Let $f:\posints\longrightarrow \reals$ and $g:\posints\longrightarrow\reals$ be functions. We write $f=O(g)\text{,}$ and say $f$ is “Big Oh” of $g\text{,}$ when there is a constant $c$ and an integer $n_0$ so that $f(n)\le cg(n)$ whenever $n>n_0\text{.}$ Although this notation has a long history, we can provide a quite modern justification. If $f$ and $g$ both describe the number of operations required for two algorithms given input size $n\text{,}$ then the meaning of $f=O(g)$ is that $f$ is no harder than $g$ when the problem size is large.
We are particularly interested in comparing functions against certain natural benchmarks, e.g., $\log\log n\text{,}$ $\log n\text{,}$ $\sqrt{n}\text{,}$ $n^\alpha$ where $\alpha\lt 1\text{,}$ $n\text{,}$ $n^2\text{,}$ $n^3\text{,}$ $n^c$ where $c>1$ is a constant, $n^{\log n}\text{,}$ $2^n\text{,}$ $n!\text{,}$ $2^{n^2}\text{,}$ etc.
For example, in Subsection 3.5.2 we learned that there are sorting algorithms with running time $O(n\log n)$ where $n$ is the number of integers to be sorted. As a second example, we will learn that we can find all shortest paths in an oriented graph on $n$ vertices with non-negative weights on edges with an algorithm having running time $O(n^2)\text{.}$ At the other extreme, no one knows whether there is a constant $c$ and an algorithm for determining whether the chromatic number of a graph is at most three which has running time $O(n^c)\text{.}$
It is important to remember that when we write $f=O(g)\text{,}$ we are implying in some sense that $f$ is no bigger than $g\text{,}$ but it may in fact be much smaller. By contrast, there will be times when we really know that one function dominates another. And we have a second kind of notation to capture this relationship.

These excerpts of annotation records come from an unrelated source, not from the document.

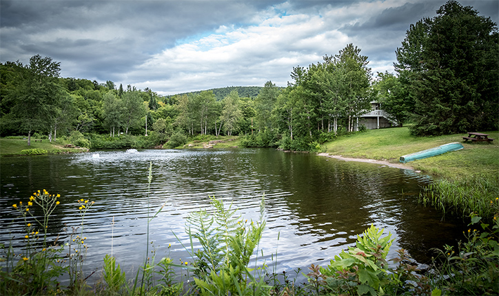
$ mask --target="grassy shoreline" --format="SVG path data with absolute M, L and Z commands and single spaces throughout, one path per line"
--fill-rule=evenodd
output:
M 50 142 L 48 139 L 41 141 L 34 141 L 31 139 L 31 145 L 28 146 L 28 139 L 23 137 L 14 137 L 13 139 L 0 138 L 0 156 L 21 156 L 26 155 L 21 151 L 28 149 L 40 149 L 47 151 L 47 154 L 59 153 L 78 153 L 86 152 L 85 148 L 65 148 L 65 141 L 57 140 L 57 142 Z
M 484 131 L 480 131 L 484 132 Z M 368 130 L 365 132 L 340 136 L 322 145 L 322 155 L 367 161 L 374 159 L 397 167 L 407 167 L 434 177 L 436 182 L 420 198 L 444 213 L 468 216 L 476 212 L 485 218 L 493 217 L 491 201 L 499 196 L 499 131 L 485 131 L 492 143 L 463 142 L 465 134 L 437 137 L 416 137 L 407 127 Z M 465 148 L 403 165 L 401 155 L 421 151 L 451 142 L 460 142 Z M 48 140 L 31 146 L 27 140 L 0 139 L 0 155 L 22 155 L 26 149 L 43 149 L 48 154 L 79 152 L 86 149 L 66 148 L 63 141 Z M 240 146 L 238 137 L 198 136 L 184 148 L 229 148 Z

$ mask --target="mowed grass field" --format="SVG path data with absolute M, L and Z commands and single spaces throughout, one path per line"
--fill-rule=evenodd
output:
M 416 160 L 407 165 L 425 173 L 450 179 L 462 179 L 472 175 L 487 175 L 499 179 L 499 131 L 478 131 L 495 139 L 492 143 L 469 141 L 455 134 L 436 137 L 416 137 L 409 128 L 393 128 L 368 130 L 365 132 L 339 137 L 323 145 L 323 152 L 347 157 L 368 158 L 398 162 L 400 156 L 440 145 L 459 142 L 464 149 L 441 155 Z M 324 151 L 325 150 L 325 151 Z
M 40 141 L 34 141 L 34 138 L 31 138 L 31 146 L 28 146 L 28 139 L 22 137 L 15 139 L 0 138 L 0 155 L 19 155 L 21 151 L 26 149 L 43 149 L 49 152 L 80 152 L 77 148 L 65 148 L 62 141 L 58 140 L 57 143 L 50 143 L 48 139 Z

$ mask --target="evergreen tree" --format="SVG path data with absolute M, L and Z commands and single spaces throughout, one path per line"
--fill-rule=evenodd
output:
M 414 134 L 498 128 L 498 41 L 489 17 L 454 0 L 411 26 L 395 66 L 415 96 Z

Let $f:\posints\longrightarrow \reals$ and $g:\posints\longrightarrow\reals$ be functions with $f(n)>0$ and $g(n)>0$ for all $n\text{.}$ We write $f=o(g)\text{,}$ and say that $f$ is “Little oh” of $g\text{,}$ when $\lim_{n\rightarrow\infty}f(n)/g(n)=0\text{.}$ For example $\ln n=o(n^{.2})\text{;}$ $n^\alpha=o(n^{\beta})$ whenever $0\lt \alpha\lt \beta\text{;}$ and $n^{100}=o(c^n)$ for every $c>1\text{.}$ In particular, we write $f(n)=o(1)$ when $\lim_{n\rightarrow\infty}f(n)=0\text{.}$